Designing a Notification System: Fan-Out at Scale

A notification is a promise. When a user takes an action — places an order, receives a message, gets mentioned in a comment — the platform promises to tell them. Break that promise silently and nobody notices. Keep it twice and the user is annoyed. Keep it at 3 AM when they have quiet hours enabled and the user is angry. And when the promise must travel through four channels — push, email, SMS, in-app badge — each with its own third-party integration, failure mode, and rate limit, the simplicity of "send a notification" evaporates entirely.

The notification system is one of the most integration-heavy components in any platform. Its architecture is dominated by one shape: fan-out.

Why the Obvious Design Fails

The naive approach sends notifications synchronously inside the request handler that triggered the event. An order is placed; the handler calls APNS, sends an email, sends an SMS, then returns to the client. This fails three ways.

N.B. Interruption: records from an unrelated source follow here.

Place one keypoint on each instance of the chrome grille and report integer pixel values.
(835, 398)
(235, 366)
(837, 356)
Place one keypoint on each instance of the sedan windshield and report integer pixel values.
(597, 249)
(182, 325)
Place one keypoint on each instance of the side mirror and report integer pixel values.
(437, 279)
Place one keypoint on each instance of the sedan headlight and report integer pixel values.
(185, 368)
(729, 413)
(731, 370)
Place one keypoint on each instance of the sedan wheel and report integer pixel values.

First, third-party API calls add hundreds of milliseconds to the request — users experience slow order placement because of notification delivery. Second, if APNS is temporarily down, the order request itself fails — a downstream notification failure has propagated into the primary business operation. Third, synchronous delivery leaves no layer to intercept and hold a notification, so rate limiting and quiet-hours logic have nowhere to live.

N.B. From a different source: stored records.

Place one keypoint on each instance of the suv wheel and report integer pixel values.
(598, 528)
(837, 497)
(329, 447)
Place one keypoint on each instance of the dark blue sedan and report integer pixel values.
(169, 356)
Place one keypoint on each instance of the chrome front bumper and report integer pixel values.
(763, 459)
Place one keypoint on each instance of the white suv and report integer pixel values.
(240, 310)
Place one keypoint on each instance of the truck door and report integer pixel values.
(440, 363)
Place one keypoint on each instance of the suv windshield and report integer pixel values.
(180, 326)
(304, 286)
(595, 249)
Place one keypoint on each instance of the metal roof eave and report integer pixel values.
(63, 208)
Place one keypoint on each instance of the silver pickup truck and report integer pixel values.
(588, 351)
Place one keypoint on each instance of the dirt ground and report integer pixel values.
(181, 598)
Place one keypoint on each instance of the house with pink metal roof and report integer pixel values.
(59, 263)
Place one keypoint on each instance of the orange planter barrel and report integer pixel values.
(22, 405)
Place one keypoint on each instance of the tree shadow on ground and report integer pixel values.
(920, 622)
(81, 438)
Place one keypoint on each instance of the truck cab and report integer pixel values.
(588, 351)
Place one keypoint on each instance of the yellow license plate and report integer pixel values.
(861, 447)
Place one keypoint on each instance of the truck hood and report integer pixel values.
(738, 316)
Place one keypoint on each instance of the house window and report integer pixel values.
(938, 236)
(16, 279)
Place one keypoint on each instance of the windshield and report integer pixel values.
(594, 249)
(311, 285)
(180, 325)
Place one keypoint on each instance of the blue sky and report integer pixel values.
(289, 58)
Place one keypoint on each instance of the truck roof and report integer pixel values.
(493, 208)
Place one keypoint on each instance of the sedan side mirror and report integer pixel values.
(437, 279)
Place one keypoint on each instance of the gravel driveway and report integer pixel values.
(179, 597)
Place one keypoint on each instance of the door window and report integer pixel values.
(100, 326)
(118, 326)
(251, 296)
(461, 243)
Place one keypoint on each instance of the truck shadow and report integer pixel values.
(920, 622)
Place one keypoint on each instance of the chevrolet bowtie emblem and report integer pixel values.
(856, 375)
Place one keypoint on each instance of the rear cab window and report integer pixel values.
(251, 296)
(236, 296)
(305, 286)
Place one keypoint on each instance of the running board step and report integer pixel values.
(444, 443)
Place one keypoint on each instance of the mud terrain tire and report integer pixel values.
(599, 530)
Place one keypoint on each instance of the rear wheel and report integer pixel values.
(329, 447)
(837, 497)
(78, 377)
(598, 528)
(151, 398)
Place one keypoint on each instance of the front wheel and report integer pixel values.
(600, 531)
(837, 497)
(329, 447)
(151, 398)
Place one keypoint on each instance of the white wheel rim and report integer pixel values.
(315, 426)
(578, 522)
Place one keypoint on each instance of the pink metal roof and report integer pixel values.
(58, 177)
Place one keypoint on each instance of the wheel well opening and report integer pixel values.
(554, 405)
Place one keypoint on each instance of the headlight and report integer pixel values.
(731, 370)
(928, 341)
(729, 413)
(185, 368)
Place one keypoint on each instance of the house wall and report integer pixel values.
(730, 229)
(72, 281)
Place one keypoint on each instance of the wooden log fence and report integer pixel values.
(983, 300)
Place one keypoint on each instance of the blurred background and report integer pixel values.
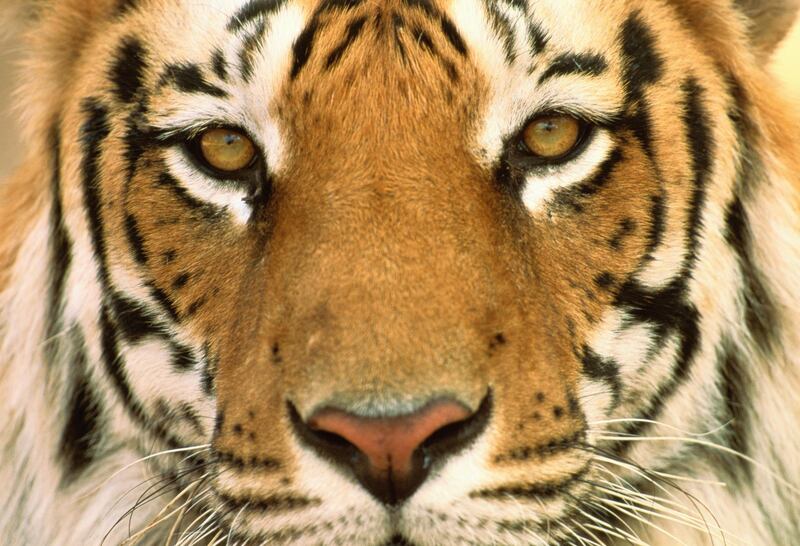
(786, 65)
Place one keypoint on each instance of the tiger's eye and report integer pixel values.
(551, 137)
(227, 150)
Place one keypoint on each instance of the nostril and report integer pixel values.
(392, 456)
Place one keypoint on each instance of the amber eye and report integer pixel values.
(226, 150)
(553, 136)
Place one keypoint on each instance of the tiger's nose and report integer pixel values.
(392, 456)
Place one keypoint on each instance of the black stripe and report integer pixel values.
(254, 9)
(94, 131)
(135, 239)
(354, 29)
(128, 68)
(338, 5)
(605, 370)
(426, 6)
(125, 6)
(251, 46)
(669, 309)
(760, 311)
(303, 46)
(537, 39)
(134, 321)
(641, 67)
(453, 36)
(183, 359)
(188, 77)
(582, 64)
(219, 65)
(165, 301)
(572, 197)
(736, 390)
(113, 365)
(641, 64)
(60, 250)
(207, 211)
(84, 424)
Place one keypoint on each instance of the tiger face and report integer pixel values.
(408, 271)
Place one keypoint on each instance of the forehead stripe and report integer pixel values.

The Event-Driven Architecture

The fix decouples the notification from the thing that triggered it. The Order Service publishes an event to Kafka and returns to the client immediately. A separate Notification Service consumes those events asynchronously and fans out to channel-specific workers — a push worker calling APNS/FCM, an email worker calling SMTP, an SMS worker calling Twilio. A failure in notification delivery can no longer block an order confirmation.

This is AT10 (Synchronous vs Asynchronous) chosen deliberately: async delivery decouples notification failures from primary operations. The cost is end-to-end latency — for a non-priority notification, the path event → Kafka → notification service → channel queue → channel worker → APNS can take minutes if any hop is slow.

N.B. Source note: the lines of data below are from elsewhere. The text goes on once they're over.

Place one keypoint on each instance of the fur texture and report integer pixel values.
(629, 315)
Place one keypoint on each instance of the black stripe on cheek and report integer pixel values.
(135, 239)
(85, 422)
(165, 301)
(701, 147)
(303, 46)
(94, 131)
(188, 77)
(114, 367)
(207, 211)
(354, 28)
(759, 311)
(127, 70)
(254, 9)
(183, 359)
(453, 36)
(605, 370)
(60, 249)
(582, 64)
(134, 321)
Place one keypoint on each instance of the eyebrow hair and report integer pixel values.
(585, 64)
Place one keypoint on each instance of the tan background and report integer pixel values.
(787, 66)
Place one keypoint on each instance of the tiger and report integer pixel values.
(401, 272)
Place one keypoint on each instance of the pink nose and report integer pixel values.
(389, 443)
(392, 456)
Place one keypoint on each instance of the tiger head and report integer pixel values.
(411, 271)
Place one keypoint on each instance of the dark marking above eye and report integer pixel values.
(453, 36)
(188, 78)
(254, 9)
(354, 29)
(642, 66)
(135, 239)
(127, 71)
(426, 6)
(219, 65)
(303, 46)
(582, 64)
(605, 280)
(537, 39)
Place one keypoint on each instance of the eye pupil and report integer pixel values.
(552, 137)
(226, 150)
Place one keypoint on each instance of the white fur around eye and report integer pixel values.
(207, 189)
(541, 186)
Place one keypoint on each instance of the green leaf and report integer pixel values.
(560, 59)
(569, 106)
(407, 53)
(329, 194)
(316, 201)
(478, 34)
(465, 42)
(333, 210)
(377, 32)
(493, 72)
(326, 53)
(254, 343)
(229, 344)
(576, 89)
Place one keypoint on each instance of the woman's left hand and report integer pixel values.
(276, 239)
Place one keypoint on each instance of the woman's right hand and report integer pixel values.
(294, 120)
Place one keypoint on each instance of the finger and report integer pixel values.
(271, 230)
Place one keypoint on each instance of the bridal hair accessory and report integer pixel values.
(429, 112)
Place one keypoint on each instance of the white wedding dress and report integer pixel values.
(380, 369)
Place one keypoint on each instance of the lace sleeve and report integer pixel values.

Fan-out — one event becomes many deliveries

  Order Service
       │ publish event
       ▼
   [ Kafka ]
       │
  Notification Service ── fetch prefs + devices (on-demand)
       │
       ├──▶ push worker  ──▶ APNS   ──▶ iPhone
       ├──▶ push worker  ──▶ FCM    ──▶ iPad
       ├──▶ email worker ──▶ SMTP   ──▶ inbox
       └──▶ sms worker   ──▶ Twilio  ╳  (not in prefs)

One Event, Many Deliveries

The fan-out is not one event to one notification. It is one event to many deliveries. A user with an iPhone and an iPad receives a push on both. If they also want email, that is a third delivery. Channel routing resolves it:

Fetch user preferences: [push_ios, email] — no SMS.
Fetch user devices: [iPhone-A, iPad-B].
Generate deliveries: push→iPhone-A, push→iPad-B, email→address.
Enqueue each delivery to its channel worker.

Preferences and device tokens are fetched at delivery time, not embedded in the event — that is AT4 (Precomputation vs On-Demand). If a user changes preferences between event publication and delivery, the on-demand fetch gets the current value; an event carrying a stale preference snapshot would not.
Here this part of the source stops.